Al abandono generalizado se añadió el caos en todas sus manifestaciones. Gente que no había vivido nunca en casas de la categoría de las ocupadas, y negocios que estaban acostumbrados a atender otra clase de público, empezaron a sucumbir. Unos, por no tener la capacidad económica para darle mantenimiento a las casas ocupadas, y otros por no poder sostener sus negocios debido a las bajas ventas, lo que hizo posible que se fueran convirtiendo en potenciales ruinas. Por su parte, esta gente se fue haciendo de la vista gorda, hasta que Dios posibilitó que se produjera un cambio de rumbo y se tratara de frenar la situación imperante.

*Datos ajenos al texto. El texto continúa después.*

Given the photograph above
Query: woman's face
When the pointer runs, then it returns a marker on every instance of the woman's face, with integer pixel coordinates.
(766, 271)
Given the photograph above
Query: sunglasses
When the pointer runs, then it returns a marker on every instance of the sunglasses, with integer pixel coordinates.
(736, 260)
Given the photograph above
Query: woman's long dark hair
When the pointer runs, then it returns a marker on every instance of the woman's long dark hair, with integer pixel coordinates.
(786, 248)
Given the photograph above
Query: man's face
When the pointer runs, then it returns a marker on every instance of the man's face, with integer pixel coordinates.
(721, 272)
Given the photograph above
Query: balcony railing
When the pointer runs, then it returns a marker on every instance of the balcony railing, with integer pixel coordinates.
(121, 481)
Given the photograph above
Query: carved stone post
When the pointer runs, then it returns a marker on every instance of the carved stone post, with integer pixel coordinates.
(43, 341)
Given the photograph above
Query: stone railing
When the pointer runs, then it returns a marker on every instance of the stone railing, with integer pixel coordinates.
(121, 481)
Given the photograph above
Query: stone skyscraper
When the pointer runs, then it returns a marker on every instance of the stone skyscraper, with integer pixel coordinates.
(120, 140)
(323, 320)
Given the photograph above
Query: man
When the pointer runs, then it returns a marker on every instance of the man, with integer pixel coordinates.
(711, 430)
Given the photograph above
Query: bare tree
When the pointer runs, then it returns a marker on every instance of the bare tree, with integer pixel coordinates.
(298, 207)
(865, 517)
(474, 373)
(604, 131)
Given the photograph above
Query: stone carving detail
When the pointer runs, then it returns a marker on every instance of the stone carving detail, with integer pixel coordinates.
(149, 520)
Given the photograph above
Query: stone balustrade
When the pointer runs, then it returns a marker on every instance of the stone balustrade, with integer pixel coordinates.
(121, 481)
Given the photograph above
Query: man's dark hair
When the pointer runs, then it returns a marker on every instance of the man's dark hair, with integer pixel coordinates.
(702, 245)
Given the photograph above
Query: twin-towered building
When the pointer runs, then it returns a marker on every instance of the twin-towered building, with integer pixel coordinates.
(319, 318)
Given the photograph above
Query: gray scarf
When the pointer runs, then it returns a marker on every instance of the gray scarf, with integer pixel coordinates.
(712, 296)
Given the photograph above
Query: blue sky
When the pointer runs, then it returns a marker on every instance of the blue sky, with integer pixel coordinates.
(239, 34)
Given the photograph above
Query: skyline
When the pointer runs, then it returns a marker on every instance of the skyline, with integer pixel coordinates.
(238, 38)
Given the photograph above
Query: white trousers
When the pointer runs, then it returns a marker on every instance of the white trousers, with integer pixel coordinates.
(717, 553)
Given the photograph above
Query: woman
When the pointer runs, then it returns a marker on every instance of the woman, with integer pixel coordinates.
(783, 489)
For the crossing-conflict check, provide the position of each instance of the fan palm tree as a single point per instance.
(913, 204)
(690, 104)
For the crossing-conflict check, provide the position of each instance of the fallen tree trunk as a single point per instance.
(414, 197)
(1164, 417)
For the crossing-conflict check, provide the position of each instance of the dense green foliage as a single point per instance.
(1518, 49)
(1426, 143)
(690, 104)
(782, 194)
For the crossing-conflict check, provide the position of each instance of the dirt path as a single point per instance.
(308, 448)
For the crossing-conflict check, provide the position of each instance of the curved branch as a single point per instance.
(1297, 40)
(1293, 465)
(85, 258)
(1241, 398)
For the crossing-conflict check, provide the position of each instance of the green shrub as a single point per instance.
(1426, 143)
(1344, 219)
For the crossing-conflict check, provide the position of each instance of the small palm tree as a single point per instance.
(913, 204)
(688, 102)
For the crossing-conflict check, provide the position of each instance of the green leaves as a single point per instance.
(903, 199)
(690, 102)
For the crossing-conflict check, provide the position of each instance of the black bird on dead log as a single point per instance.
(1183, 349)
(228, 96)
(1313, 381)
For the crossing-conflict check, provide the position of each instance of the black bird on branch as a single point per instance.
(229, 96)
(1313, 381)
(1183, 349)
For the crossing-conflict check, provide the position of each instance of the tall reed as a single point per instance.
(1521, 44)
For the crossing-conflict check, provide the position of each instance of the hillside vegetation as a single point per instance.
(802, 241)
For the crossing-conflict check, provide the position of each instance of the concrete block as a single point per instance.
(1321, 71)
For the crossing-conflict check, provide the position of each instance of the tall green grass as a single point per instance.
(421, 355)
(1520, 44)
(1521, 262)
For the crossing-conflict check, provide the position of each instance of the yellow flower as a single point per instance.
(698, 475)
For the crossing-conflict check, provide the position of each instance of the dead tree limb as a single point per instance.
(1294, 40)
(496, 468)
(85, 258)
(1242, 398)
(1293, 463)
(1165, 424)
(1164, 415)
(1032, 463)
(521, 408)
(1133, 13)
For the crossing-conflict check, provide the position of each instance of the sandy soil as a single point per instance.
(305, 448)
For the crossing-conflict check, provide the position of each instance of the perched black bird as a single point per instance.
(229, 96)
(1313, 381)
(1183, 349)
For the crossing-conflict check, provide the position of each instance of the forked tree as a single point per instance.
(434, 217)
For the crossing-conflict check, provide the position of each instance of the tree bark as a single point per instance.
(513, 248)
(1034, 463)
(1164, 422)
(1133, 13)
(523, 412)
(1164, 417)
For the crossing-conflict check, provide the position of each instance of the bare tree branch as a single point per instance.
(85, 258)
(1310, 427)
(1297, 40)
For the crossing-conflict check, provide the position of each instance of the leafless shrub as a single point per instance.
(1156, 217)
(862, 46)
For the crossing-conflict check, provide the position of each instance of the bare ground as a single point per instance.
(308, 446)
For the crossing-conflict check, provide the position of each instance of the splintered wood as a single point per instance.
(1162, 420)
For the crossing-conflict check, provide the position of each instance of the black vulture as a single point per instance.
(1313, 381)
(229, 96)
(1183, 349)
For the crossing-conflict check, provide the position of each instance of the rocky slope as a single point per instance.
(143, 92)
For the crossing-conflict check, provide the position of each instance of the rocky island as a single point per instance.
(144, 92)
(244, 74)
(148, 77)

Es así como surgió una agencia gubernamental, que en lo adelante se ocuparía del rescate de ese patrimonio, y con el apoyo necesario empezó a poner en práctica lo programado, dejando varios sectores en condiciones, y de demostrar, con hechos, lo que había prometido.
Con un panorama de tal magnitud, ¿qué debía hacer, entonces, la recién creada Oficina de Patrimonio Cultural (OPC)?
En un próximo artículo trataremos de continuar este relato, con la esperanza de que a las nuevas generaciones se les proporcione la posibilidad y el apoyo suficientes para reanudar la marcha, pero sin las dificultades, desinterés y mañoserías con las que tuvimos nosotros que enfrentarnos, ni la intervención directa de la política. Y, por supuesto, en el entendido de que la ciudadanía termine en asimilar que su riqueza patrimonial no es para oportunistas, ni para hacer rico a nadie. Que la riqueza de la que se trata consiste en lo que tiene que ver con el orgullo que se debe sentir, la satisfacción del deber cumplido, y el deleite de todo dominicano en pertenecer a una Ciudad Primada digna de mejor suerte.